They were the heroes of a generation of baseball fans, a pair of first ballot Hall of Famers who were worth the price of admission every time they stepped on the field.
Tom Seaver liked to tell the story about how he first met Lou Brock, who mistook the baby-faced pitcher for a clubhouse attendant at the 1967 All-Star Game and asked him to fetch him a soda. It wasn’t long before familiarity wasn’t a problem as Seaver and Brock dueled against each other over the next 12 years.
No one batted against Tom Terrific more than Brock. No one tried to get Brock out more than Seaver, nicknamed “The Franchise.”
It was fitting, perhaps, that both died within a few days of each other in what was a sad week for everyone who loves America’s pastime. Both battled the kind of health problems in recent years that no one who saw them in their prime would have imagined.
For those of us who reveled in their exploits it was yet another sober reminder that nothing lasts forever — even your childhood heroes. At the same time, it was also a reminder of how much of the game they once played is no longer, either.
No one will win 300 games again, like Seaver did with 311 over 20 years. No one will pitch nearly 5,000 major league innings or complete 231 games.
No less authority than the great Los Angeles announcer Vin Scully called Seaver the best right-handed pitcher he ever saw. He would have been the greatest pitcher Scully ever saw, but there was a lefty on the Dodgers by the name of Sandy Koufax who had that honor.
That he won only one World Series in his long career wasn’t Seaver’s fault. He was on some bad teams over the years, including one in New York that didn’t become the Amazin’ Mets until Seaver picked them up and carried them to the pennant in 1969.
Seaver pitched eight straight complete games that year to end the season, winning them all and giving up a total of only eight earned runs as the Mets surged from behind to pass the Chicago Cubs in the regular season.
And while Rickey Henderson holds most stolen base records these days, no one will post the kind of numbers Brock did, either. He turned the stolen base into both a science and an art form with 938 in his career, including 118 in 1974 alone when he was determined to break the modern day mark of 104 set by Maury Wills in 1962.
“Lou, Lou, Lou,’’ the crowd in St. Louis used to chant when he was on first base, about to unleash his game-changing havoc.
The trade the Cubs made when they swapped Brock for Ernie Broglio in 1964 has in hindsight been called one of the worst in baseball history. But the truth is, someone like Brock would barely get a second look in today’s game, where home runs are everything and the kind of things he did on a baseball field don’t always pencil out in the analytics department.

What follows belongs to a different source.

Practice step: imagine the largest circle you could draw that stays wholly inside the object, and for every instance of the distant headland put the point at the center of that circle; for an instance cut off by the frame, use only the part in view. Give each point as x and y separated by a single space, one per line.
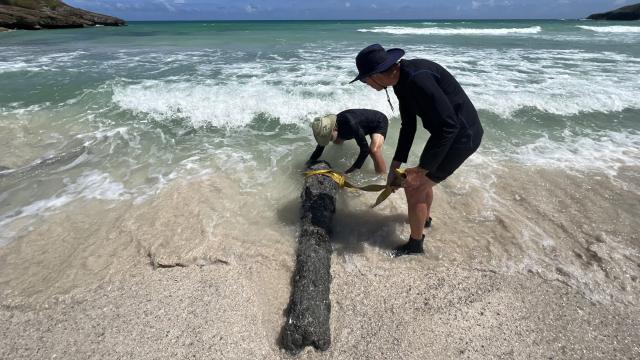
630 12
49 14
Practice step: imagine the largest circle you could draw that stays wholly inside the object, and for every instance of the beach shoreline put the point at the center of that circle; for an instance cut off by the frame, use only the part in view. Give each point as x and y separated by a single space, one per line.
405 308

Indeed, the biggest number that stands out in Brock’s stats — other than the stolen bases — is the 3,023 hits he piled up. Brock never hit more than 21 home runs in a season in a career that spanned nearly two full decades, but he was so consistent that even in his last year he hit .304 and swiped 21 bases for the Cardinals.
And he was at his best when it mattered most. Brock played in three World Series in the 1960s, creating havoc at the plate and on the bases for the Cardinals, who won two of them. In 21 World Series games, he had 34 hits, four home runs and 16 runs. And, yes, he stole 14 bases.
Baseball is a different game now, driven by analytics that don’t value stolen bases or complete game wins. Trevor Bauer of the Reds leads the majors in complete games with two — both seven-inning affairs — and Colorado’s Trevor Story has the stolen base lead with a grand total of 12.
Still, there’s little doubt that both Seaver and Brock would have found a way to fit into today’s game. They were that good, and they were that driven.
Their passing brings back the memories of their greatness. It introduces them to another generation of baseball fans who knew the names only because their fathers and grandfathers always talked about them.
Hopefully, they can picture Seaver on the mound at Shea, working from the stretch. Or Brock, inching off first, eyes fixed on the pitcher’s every movement.
Baseball as it once was played by two of the greatest who ever were.